Roujiamo: Xi'an's version of the burger, this dish of braised meat and leavened bread dates back even further than its Western counterpart and is just as delicious. Find the best lamb and beef roujiamo in the Muslim Quarter (they are a great portable snack to enjoy while you're walking around too!).
Paomo: The quintessential Xi'an dish, paomo is unleavened flatbread soaked in rich mutton soup. A tear-it-yourself approach to the bread means paomo is a unique, hands-on, and delectable experience.
Biangbiang Noodles: As well as their unforgettable flavor, biangbiang noodles are famous for having the most complex character in Chinese (made up of 53 strokes) in their name. Biangbiang noodles are thick and long, with just one giant noodle sometimes being served in each bowl! This dish can also be found in the Muslim Quarter at Loubeilou Fanzhuang.
Outside of the Muslim Quarter, Dongmutou Shi, a neighborhood to the east of the city center, has a good selection of restaurants where you can try any or all of these quintessential Shaanxi dishes.
If food is what you’re after, we encourage you to try out our Xi’an Food Culture tour, which will take you on a veritable food adventure in between visits to Xi’an’s most popular attractions.
Evenings in Xi'an offer many diversions, whether it’s wandering the lively streets, taking in an evening show, or relaxing at one of the city's many watering holes.
The Tang Dynasty or Shaanxi Grand Opera House dinner shows are great options. Both boast traditional music and dance with tickets available including or excluding dinner. Shaanxi is the cheaper alternative, while Tang Dynasty is definitely the more extravagant.
Xi’an boasts fantastic nighttime scenery, with many of the major sights, including the City Wall, the Bell Tower, and Big Wild Goose Pagoda, beautifully illuminated. You can also watch the daily fountain and music show located at Big Wild Goose Pagoda Square (times vary seasonally between 8-9pm).
Most of the city’s bars are located on Defu Xiang (close to the South Gate). If you want to listen to live music, look for Moonkey Music Bar. For true night owls, various clubs can be found on or around Nandajie, one of the most popular being 1+1.
As a major tourist destination, Xi'an boasts one of China's most connected airports, with daily flights to several international and most domestic destinations. Xi’an Xianyang International Airport is located around 41 kilometers from the city center, near the city of Xianyang. Alternatively, there are frequent high-speed trains to most major domestic destinations (including Beijing and Shanghai) from Xi’an Railway Station and Xi'an North Station (high-speed trains only).
Within the city, Xi'an has a three-line metro system that can be used to navigate between most tourist attractions. In addition, there are a large number of public bus routes, with the most convenient being the 610 departing from Xi'an Railway Station and passing several of the major sites. The Terracotta Army Museum is about 40 km outside the city, but can be easily reached by car or bus.

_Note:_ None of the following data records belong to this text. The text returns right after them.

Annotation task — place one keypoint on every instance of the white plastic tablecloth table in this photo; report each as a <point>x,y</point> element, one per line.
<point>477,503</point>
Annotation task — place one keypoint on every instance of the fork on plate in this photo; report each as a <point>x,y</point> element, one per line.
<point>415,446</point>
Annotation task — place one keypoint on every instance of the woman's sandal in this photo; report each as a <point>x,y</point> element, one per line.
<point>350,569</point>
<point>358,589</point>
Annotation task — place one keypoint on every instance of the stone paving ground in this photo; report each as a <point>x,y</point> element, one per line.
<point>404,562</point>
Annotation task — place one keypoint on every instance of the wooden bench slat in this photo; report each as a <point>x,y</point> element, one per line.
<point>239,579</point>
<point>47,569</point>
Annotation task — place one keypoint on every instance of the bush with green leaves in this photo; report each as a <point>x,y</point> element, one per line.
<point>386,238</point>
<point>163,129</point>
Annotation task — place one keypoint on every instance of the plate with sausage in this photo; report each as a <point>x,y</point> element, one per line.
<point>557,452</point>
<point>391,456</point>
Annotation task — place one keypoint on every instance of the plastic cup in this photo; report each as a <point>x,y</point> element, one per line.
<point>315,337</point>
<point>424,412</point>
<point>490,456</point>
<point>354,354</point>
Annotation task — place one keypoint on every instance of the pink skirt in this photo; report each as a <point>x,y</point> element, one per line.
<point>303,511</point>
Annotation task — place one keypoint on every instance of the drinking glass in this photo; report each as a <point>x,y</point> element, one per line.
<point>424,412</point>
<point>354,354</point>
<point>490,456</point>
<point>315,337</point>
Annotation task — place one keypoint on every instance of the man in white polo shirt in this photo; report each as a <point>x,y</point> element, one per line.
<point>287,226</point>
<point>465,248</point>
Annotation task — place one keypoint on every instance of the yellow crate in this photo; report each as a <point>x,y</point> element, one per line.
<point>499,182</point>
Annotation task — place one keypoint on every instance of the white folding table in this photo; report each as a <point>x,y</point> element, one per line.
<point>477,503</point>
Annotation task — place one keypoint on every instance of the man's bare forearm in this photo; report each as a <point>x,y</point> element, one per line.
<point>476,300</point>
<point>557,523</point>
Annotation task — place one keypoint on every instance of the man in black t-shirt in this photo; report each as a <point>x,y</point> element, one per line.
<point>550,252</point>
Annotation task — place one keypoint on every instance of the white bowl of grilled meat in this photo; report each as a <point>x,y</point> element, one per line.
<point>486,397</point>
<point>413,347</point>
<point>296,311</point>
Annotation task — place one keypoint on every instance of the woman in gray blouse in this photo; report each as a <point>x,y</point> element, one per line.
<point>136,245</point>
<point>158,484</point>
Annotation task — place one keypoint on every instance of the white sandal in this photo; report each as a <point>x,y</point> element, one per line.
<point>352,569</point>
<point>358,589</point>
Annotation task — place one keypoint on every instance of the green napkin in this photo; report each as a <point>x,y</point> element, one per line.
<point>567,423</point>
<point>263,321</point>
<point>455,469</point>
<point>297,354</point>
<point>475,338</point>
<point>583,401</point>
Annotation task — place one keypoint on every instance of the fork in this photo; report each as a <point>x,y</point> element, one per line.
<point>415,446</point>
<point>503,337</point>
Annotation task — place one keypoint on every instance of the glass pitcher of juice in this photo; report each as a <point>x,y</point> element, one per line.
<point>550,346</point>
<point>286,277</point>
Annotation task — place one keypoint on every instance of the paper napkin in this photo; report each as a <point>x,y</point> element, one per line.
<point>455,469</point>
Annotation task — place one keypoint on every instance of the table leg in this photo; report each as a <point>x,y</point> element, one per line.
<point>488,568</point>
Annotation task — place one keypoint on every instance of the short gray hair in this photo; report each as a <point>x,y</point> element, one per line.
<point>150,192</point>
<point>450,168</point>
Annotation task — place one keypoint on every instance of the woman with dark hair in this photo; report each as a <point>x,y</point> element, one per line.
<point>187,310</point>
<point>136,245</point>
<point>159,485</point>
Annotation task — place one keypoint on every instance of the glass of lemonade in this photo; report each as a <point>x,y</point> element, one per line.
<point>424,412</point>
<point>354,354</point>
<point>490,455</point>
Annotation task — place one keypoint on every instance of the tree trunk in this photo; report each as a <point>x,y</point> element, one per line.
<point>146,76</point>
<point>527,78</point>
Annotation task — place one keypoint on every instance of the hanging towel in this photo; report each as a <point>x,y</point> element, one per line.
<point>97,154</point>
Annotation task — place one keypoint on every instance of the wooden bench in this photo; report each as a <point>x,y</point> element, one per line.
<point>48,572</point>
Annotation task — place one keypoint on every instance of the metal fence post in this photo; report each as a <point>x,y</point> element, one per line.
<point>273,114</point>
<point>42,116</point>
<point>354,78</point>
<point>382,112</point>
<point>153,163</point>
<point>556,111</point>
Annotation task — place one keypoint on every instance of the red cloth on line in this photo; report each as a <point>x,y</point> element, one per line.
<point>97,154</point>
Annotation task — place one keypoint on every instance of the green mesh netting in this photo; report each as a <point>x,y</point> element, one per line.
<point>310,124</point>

(Please click the lines to find out the latest transportation information between Xi'an and Beijing, Shanghai, Guangzhou, Chengdu, Tibet, and more popular travel destinations in China.)

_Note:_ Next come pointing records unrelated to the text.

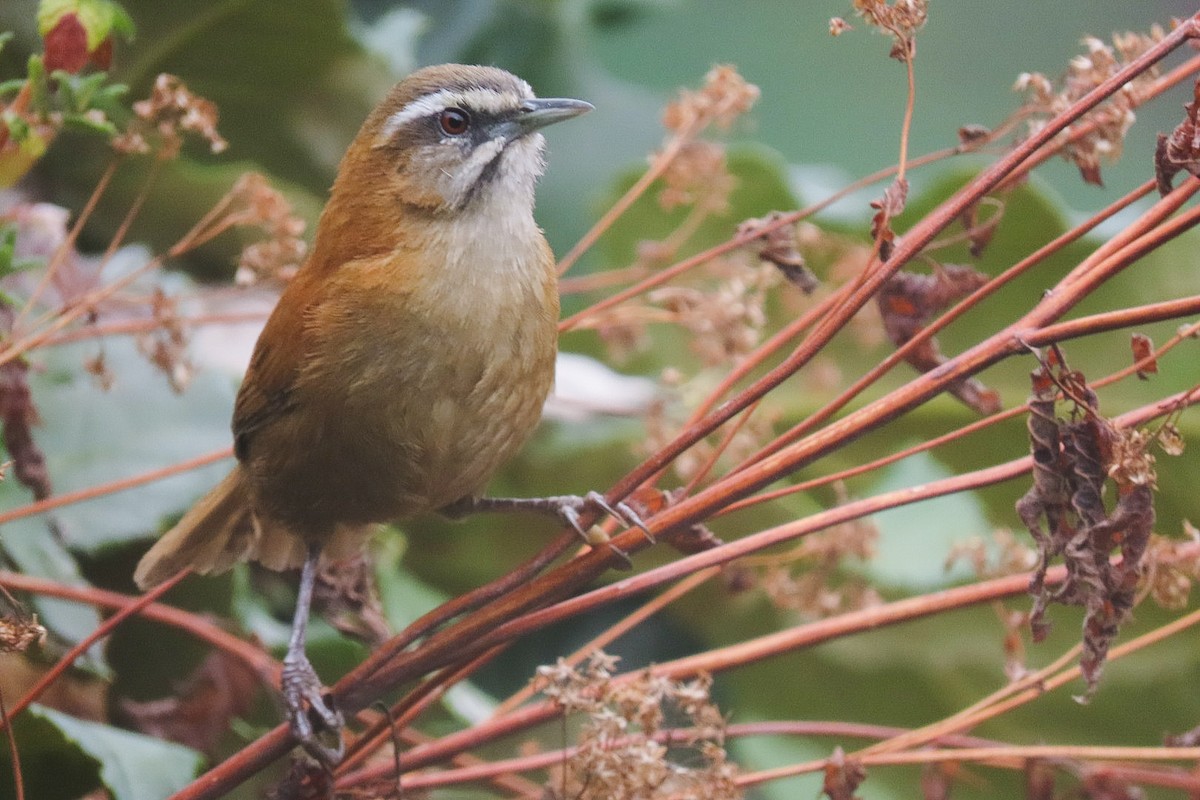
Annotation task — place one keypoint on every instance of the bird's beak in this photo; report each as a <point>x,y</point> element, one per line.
<point>540,112</point>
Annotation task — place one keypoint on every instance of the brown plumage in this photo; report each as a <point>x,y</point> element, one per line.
<point>408,358</point>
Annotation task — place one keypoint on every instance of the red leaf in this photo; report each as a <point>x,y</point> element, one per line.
<point>66,44</point>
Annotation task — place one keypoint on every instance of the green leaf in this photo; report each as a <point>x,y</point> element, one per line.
<point>52,765</point>
<point>132,767</point>
<point>36,551</point>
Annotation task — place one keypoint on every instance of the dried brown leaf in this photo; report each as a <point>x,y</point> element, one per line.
<point>843,776</point>
<point>907,301</point>
<point>1180,150</point>
<point>220,690</point>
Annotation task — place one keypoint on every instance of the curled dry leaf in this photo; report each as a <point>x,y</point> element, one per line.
<point>886,209</point>
<point>1144,355</point>
<point>220,690</point>
<point>907,301</point>
<point>1074,456</point>
<point>779,246</point>
<point>843,776</point>
<point>1181,150</point>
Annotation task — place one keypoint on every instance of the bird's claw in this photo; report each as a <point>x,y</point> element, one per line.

Pleasantly warm temperatures make April and May an ideal time of year to visit Xi'an, although the city may be crowded. To avoid the rain but still enjoy some warmth, try to plan your visit around September or October. October is also the time of Kurban Bairam, a four-day festival of sacrifice that takes place in all of China's Muslim communities. December to February are the winter months and along with being cold, the air is usually more polluted at this time of year.